Recruiters have lots of choices when it comes to different types of fairs. All make the same promises. Hundreds or even thousands of students at each event, all interested in overseas study and all with the ability to pay. How to choose? Here’s one easy way. If you represent an institution from a top five (5) host country, you’re better off joining a quality country-specific fair or fair series.
For example, the US is the world’s leading host of Vietnamese students and the preferred overseas study destination. If you participate in a US higher education fair, you can be sure that everyone who comes to that fair is interested in study in the USA. (This assumes that the fair organizer has ethical business practices, e.g., doesn’t pay for student referrals and doesn’t bus in students who have no intention of studying abroad.) The same cannot be said for international fairs, which include institutions at all levels from all over the world and, in less desirable circumstances, a veritable rogue’s gallery of schools.
Foreign companies that organize international fairs usually do so as part of a regional tour. Their strategy is to cast a wide net.
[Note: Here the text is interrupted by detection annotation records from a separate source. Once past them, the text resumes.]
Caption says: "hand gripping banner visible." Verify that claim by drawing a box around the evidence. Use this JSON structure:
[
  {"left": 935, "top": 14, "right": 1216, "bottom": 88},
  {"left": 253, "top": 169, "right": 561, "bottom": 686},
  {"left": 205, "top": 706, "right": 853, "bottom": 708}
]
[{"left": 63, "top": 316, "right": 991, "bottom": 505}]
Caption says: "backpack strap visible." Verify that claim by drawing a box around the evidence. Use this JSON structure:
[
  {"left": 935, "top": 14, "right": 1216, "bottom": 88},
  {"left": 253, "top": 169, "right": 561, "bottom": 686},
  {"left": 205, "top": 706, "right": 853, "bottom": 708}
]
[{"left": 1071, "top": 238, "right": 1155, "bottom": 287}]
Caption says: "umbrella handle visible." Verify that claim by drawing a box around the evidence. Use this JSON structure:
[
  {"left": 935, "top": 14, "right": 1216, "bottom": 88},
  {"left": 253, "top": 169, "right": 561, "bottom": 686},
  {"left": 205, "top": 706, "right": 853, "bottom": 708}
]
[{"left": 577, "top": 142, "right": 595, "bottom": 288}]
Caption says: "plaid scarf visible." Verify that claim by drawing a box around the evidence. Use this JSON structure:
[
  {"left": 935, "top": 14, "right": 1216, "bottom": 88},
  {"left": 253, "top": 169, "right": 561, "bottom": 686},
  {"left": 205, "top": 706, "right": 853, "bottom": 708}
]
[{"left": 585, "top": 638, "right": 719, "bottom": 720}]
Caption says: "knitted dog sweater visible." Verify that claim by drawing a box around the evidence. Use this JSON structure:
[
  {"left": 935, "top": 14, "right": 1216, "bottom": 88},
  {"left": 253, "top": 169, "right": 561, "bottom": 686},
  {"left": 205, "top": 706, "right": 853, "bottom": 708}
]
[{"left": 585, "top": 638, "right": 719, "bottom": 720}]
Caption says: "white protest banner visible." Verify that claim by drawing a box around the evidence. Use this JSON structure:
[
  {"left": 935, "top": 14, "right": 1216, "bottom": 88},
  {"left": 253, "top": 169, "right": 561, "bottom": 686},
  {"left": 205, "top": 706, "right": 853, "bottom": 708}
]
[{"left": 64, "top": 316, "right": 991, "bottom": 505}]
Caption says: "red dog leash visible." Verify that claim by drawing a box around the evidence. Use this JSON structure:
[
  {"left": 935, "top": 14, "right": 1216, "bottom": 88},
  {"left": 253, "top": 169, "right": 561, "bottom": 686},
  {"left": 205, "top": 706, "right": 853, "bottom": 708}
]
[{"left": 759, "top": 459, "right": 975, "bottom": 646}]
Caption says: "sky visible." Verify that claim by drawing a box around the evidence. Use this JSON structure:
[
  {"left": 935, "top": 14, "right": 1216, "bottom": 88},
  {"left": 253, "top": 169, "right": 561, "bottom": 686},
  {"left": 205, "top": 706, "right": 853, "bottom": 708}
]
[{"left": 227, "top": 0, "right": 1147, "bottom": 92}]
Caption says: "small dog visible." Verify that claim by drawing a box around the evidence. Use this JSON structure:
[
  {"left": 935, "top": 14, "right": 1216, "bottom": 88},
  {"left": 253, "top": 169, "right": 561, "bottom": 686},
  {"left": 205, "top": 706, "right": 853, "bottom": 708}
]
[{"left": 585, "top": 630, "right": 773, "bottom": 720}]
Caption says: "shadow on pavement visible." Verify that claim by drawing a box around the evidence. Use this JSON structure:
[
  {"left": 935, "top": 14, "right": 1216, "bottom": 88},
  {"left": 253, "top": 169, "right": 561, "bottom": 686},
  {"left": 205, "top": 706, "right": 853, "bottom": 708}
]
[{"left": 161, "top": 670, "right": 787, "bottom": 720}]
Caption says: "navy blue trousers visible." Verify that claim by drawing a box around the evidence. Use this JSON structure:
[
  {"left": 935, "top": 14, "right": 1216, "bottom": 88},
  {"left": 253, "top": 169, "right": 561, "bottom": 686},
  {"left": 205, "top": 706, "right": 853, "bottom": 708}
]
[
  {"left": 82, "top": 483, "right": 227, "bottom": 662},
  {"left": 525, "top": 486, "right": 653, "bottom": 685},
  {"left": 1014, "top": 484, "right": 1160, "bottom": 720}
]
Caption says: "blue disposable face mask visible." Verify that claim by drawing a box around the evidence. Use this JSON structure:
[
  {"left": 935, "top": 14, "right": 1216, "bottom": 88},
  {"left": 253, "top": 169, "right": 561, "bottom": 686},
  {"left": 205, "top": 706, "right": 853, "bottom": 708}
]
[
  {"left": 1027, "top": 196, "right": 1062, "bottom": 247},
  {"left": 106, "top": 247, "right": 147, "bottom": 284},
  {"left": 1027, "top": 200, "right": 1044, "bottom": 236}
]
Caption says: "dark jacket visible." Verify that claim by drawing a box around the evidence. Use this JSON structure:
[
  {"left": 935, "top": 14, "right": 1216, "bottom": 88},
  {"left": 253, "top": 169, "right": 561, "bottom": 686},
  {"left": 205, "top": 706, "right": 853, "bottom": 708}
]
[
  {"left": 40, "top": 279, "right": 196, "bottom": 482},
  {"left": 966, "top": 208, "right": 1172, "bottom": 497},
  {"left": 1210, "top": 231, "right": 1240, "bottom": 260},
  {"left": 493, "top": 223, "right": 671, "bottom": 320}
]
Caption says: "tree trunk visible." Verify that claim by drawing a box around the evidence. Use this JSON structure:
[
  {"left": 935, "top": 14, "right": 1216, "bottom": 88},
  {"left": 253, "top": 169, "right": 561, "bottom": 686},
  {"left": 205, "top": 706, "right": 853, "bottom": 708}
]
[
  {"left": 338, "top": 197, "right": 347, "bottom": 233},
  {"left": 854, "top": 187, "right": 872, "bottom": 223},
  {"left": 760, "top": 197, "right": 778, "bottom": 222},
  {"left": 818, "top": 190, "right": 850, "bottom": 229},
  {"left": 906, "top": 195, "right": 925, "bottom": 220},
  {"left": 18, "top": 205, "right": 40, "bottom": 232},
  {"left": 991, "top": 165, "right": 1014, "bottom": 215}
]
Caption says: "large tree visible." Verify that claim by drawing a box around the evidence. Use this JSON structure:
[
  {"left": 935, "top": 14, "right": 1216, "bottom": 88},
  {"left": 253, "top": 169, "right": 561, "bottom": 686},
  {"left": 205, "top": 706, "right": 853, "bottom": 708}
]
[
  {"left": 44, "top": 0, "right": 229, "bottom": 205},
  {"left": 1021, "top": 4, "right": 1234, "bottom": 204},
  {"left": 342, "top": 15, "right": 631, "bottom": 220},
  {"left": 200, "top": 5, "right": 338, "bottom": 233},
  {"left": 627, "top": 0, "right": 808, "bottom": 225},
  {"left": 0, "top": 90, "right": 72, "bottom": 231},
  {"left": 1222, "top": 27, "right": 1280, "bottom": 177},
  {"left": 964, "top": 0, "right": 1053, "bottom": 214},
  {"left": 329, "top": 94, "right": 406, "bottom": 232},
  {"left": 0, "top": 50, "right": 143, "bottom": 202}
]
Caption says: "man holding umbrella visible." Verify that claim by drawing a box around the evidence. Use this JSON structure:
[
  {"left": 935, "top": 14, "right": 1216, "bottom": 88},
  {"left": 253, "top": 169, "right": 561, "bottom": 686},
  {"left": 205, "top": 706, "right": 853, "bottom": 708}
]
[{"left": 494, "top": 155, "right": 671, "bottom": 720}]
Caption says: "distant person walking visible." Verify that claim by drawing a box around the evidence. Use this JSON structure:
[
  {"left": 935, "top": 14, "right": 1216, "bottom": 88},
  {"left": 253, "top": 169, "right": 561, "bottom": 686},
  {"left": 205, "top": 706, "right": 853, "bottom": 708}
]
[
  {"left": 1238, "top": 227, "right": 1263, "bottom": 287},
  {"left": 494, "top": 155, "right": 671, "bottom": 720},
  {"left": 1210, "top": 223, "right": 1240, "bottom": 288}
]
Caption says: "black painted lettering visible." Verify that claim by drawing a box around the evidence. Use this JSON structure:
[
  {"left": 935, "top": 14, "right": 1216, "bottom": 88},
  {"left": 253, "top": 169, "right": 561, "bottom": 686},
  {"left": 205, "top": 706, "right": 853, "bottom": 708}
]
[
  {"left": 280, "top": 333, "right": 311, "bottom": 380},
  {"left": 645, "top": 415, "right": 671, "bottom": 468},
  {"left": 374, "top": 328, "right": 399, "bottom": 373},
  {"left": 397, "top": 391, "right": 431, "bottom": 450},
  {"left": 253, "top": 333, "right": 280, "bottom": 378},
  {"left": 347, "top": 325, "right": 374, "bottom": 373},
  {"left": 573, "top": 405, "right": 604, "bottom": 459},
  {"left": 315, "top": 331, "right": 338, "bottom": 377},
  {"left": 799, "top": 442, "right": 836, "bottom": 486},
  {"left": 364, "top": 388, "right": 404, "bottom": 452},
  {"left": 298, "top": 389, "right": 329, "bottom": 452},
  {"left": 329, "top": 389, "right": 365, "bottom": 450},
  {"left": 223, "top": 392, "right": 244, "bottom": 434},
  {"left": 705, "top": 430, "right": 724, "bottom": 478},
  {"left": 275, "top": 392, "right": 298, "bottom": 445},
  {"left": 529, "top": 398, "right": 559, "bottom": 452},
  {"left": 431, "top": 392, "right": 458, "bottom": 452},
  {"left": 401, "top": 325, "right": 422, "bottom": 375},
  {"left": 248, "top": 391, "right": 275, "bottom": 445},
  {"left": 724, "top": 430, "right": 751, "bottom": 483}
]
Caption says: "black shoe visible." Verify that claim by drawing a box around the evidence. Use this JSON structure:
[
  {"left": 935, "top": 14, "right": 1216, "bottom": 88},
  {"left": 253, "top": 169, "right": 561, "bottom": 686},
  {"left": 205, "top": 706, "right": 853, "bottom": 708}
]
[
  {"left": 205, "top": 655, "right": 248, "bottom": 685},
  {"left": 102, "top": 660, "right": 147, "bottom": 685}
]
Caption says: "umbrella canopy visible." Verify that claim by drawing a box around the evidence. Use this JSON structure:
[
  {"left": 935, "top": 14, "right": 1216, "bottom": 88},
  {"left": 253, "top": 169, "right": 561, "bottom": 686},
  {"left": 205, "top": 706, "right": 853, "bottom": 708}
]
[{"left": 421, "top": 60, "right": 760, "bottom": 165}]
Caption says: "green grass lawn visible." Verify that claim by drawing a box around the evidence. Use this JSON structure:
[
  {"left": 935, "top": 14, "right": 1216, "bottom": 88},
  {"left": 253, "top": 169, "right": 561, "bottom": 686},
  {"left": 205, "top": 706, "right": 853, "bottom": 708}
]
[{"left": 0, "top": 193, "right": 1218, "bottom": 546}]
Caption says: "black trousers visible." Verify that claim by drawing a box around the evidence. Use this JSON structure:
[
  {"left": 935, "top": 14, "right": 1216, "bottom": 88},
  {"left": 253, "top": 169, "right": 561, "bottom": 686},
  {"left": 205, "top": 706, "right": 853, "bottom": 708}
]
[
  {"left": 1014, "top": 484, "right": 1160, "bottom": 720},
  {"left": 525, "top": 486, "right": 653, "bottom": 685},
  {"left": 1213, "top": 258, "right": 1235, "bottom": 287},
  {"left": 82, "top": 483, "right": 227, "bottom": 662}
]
This allows schools from countries that do not have many, if any, Vietnamese students to come to Vietnam to recruit. Vietnamese companies usually organize international fairs for one of two reasons: 1) They work in multiple markets and it makes perfect sense to do so; or 2) They already tried a country-specific fair, e.g., the US, failed because they do not have the necessary network or reputation, and decide that international fairs have more profit potential.
My advice to US colleagues for whom Vietnam is a priority market: forgo the international fairs and focus on quality US higher education fairs – in tandem with other appropriate recruitment approaches.